TiDB is visibly getting better and better :+1: :+1: :+1:

| username: Kongdom | Original post link

:+1: :+1: :+1: :+1: :+1: :+1:

| username: ShawnYan | Original post link

:+1::+1::+1:

| username: 双开门变频冰箱 | Original post link

Just a newbie passing by to learn.

| username: heiwandou | Original post link

Learning post!

| username: Aionn | Original post link

:+1::+1::+1: Recorded the entire process, thank you for sharing.

| username: zhang_2023 | Original post link

Learned :+1:

| username: 数据库真NB | Original post link

Study post, marked.

| username: kkpeter | Original post link

Learned.

| username: tidb菜鸟一只 | Original post link

Well written.

| username: 纯白镇的小智 | Original post link

Thank you for sharing, I have learned new knowledge.

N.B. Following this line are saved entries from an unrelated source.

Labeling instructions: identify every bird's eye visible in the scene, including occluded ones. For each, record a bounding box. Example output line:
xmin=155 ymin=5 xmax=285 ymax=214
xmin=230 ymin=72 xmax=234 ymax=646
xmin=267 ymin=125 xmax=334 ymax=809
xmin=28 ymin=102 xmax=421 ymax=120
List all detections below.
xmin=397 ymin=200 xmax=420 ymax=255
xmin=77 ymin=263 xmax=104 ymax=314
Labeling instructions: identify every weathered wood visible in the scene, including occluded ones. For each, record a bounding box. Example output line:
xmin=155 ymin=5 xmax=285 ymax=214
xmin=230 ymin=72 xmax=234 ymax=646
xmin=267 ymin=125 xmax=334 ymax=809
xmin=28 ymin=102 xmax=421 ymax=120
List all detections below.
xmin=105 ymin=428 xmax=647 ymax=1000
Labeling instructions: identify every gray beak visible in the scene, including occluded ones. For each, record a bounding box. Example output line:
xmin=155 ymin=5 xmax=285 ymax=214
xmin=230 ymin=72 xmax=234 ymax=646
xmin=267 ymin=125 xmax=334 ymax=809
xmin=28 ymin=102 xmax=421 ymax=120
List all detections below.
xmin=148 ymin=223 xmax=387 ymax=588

| username: wfxxh | Original post link

Following for updates.

| username: Jellybean | Original post link

Great article, thank you for sharing.

| username: TIDB-Learner | Original post link

Good, good, good, a very good article. Learning…

| username: FutureDB | Original post link

Batch processing of big data has always been an unavoidable issue for distributed databases. Optimizations in this area are expected to get better and better.

| username: WinterLiu | Original post link

Expert :+1: :+1: :+1: :+1: :+1: :+1: :+1:

| username: FutureDB | Original post link

Previously, we also tried many batch processing methods. Currently, we use TiFlash for reading and then stream concurrent writing. So far, this method has relatively high efficiency and is relatively simple to implement.